Andy Laws

Personal information
- Full name: Andrew Robert Laws
- Born: 21 September 1991 (age 34) Reigate, Surrey, England
- Batting: Right-handed
- Bowling: Right-arm off break

Domestic team information
- 2009–2018: Cambridgeshire
- 2014: Leeds/Bradford MCCU

Career statistics
| Competition | First-class |
| Matches | 2 |
| Runs scored | 12 |
| Batting average | 6.00 |
| 100s/50s | 0/0 |
| Top score | 7 |
| Balls bowled | 42 |
| Wickets | 1 |
| Bowling average | 24.00 |
| 5 wickets in innings | 0 |
| 10 wickets in match | 0 |
| Best bowling | 1/17 |
| Catches/stumpings | 2/– |
- Source: Cricinfo, 19 July 2019

= Andy Laws =

English cricketer

Andrew Robert Laws (born 21 September 1991) is an English former first-class cricketer.

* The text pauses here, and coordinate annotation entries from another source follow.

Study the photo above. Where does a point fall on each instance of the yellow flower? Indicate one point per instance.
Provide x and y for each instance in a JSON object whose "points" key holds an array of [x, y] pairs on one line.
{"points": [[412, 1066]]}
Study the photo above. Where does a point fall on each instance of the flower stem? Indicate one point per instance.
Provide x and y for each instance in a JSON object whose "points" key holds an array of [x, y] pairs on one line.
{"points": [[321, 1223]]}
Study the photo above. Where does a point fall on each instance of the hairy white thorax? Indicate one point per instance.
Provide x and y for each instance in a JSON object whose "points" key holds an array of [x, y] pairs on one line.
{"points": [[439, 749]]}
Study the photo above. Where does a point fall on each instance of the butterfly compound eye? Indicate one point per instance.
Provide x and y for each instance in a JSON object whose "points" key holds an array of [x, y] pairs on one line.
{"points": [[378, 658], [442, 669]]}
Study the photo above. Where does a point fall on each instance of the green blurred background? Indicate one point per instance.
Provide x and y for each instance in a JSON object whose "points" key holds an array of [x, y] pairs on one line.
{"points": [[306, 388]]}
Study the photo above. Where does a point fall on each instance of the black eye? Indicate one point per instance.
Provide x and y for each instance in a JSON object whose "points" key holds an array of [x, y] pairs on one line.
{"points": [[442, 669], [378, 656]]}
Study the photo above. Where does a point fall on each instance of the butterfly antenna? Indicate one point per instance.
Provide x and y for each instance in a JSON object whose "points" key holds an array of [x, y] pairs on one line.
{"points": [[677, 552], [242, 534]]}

Laws was born at Reigate in September 1991. He was educated at The Leys School, before going up to Leeds Metropolitan University. While studying at Leeds Metropolitan, he made two appearances in first-class cricket for Leeds/Bradford MCCU against Yorkshire and Somerset in 2014. In addition to playing first-class cricket, he also played minor counties cricket for Cambridgeshire in from 2009 to 2018, making three appearances in the Minor Counties Championship and five appearances in the MCCA Knockout Trophy.